The invention discloses an extreme drought accurate prediction method and system. Training the LSTM network model by utilizing the decomposition result, and taking the trained LSTM network model as a drought prediction model, so as to realize the prediction of drought; the system comprises a data processing module, a model training module and a model analysis module; the method solves the problems that in the prior art, local characteristics are not extracted from the drought index SPI time sequence obtained according to precipitation data, and single model is directly used for prediction, so that the data is low in predictability and easy to generate local optimum, and the effect of accurately predicting drought is difficult to achieve.

Description

Extreme drought accurate prediction method and system
Technical Field
The invention relates to the field of urban meteorological disaster early warning, in particular to an extreme drought accurate prediction method and system.
Background
Precipitation is one of the main factors affecting drought occurrence, and quantitative prediction of drought based on precipitation is one of the ways to achieve accurate prediction. However, since precipitation data has nonlinear characteristics and varies in different areas and time, it is difficult to directly use precipitation for comparison and feature learning between different scales. Therefore, in related studies of drought prediction, the extent, duration and extent of influence of drought are generally quantitatively assessed using drought index.

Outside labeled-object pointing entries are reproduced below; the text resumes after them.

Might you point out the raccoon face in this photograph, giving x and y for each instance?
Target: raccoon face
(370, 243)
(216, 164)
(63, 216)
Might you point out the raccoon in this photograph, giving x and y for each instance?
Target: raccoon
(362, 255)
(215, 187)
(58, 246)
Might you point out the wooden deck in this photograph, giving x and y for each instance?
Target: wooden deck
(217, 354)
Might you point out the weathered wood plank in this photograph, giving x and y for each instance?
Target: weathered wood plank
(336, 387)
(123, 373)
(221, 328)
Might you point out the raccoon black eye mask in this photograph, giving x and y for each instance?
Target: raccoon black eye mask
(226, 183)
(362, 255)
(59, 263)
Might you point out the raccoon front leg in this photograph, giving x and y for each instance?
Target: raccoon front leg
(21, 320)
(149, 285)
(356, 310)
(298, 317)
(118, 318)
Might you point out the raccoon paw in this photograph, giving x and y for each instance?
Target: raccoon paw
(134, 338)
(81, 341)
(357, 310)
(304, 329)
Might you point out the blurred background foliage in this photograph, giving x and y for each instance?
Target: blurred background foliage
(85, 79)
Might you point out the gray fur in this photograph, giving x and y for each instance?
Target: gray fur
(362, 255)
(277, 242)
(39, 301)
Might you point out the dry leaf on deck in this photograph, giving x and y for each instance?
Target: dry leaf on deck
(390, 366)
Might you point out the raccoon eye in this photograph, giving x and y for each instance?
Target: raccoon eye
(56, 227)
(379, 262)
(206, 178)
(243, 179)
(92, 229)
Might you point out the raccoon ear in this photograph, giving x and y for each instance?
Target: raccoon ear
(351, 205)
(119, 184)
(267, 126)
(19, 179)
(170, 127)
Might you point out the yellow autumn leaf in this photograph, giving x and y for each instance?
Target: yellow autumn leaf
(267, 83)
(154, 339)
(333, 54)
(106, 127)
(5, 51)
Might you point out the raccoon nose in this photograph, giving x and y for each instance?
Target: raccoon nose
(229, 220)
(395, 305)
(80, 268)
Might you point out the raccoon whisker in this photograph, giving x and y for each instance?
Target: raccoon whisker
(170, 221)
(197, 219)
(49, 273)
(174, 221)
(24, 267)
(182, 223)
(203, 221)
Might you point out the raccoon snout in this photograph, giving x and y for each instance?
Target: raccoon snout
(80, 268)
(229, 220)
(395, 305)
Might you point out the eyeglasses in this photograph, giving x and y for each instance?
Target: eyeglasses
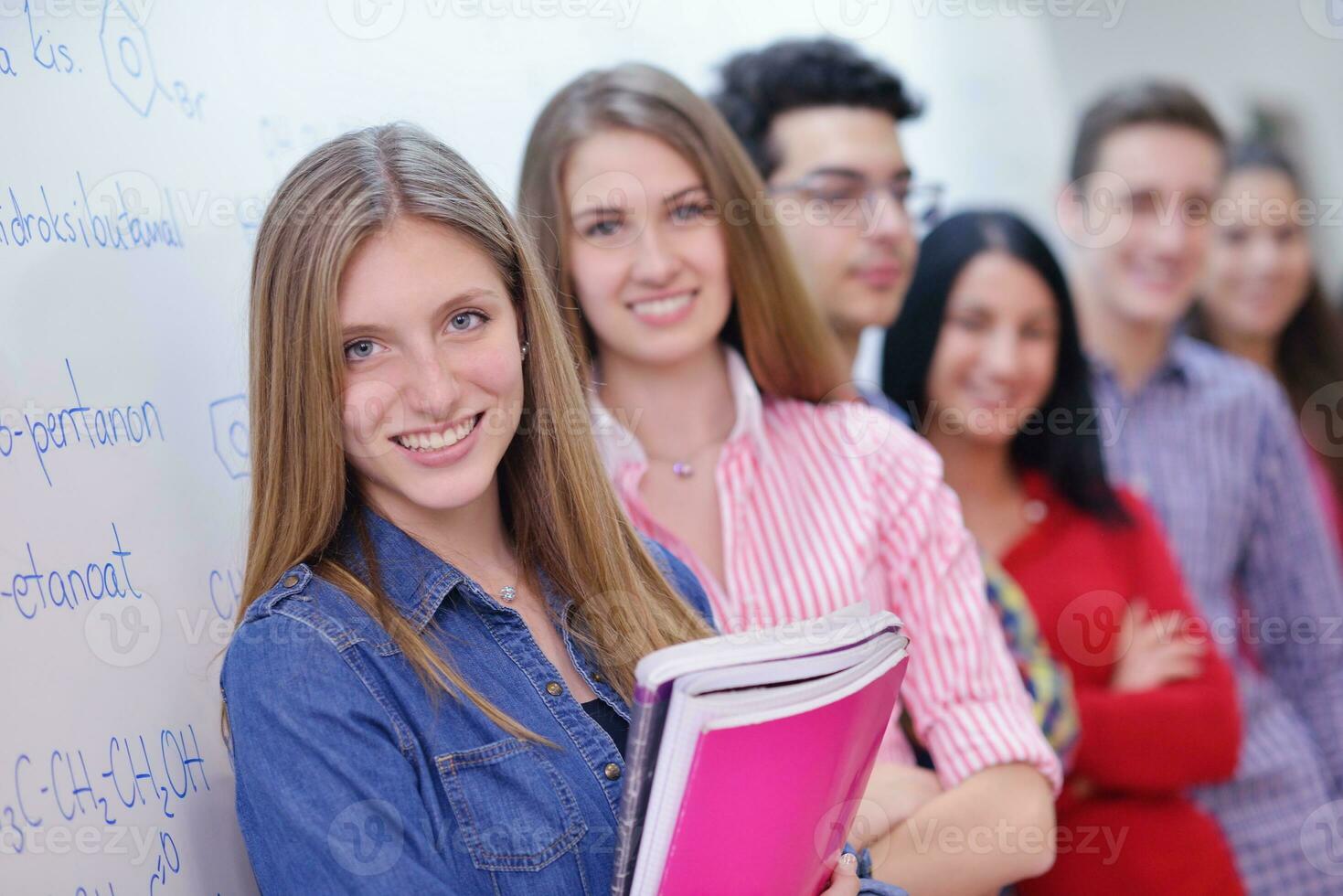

On the basis of quantitative evaluation of drought based on drought index, a model is usually required to be constructed and trained to select an optimal model for predicting drought occurrence, and in the prior art, an ARIMA model or an ANN model is used for predicting drought conditions. However, the drought index SPI time sequence obtained by the two models according to the precipitation data has non-stable and nonlinear characteristics, and the partial characteristics of the sequence are not extracted to enable the sequence to be stable, so that the data has low predictability, the problem of partial optimal easily occurs, and the effect of accurately predicting drought is difficult to achieve.
Disclosure of Invention
The invention aims to: the invention aims to provide an extreme drought accurate prediction method and an extreme drought accurate prediction system which can predict drought conditions with high accuracy.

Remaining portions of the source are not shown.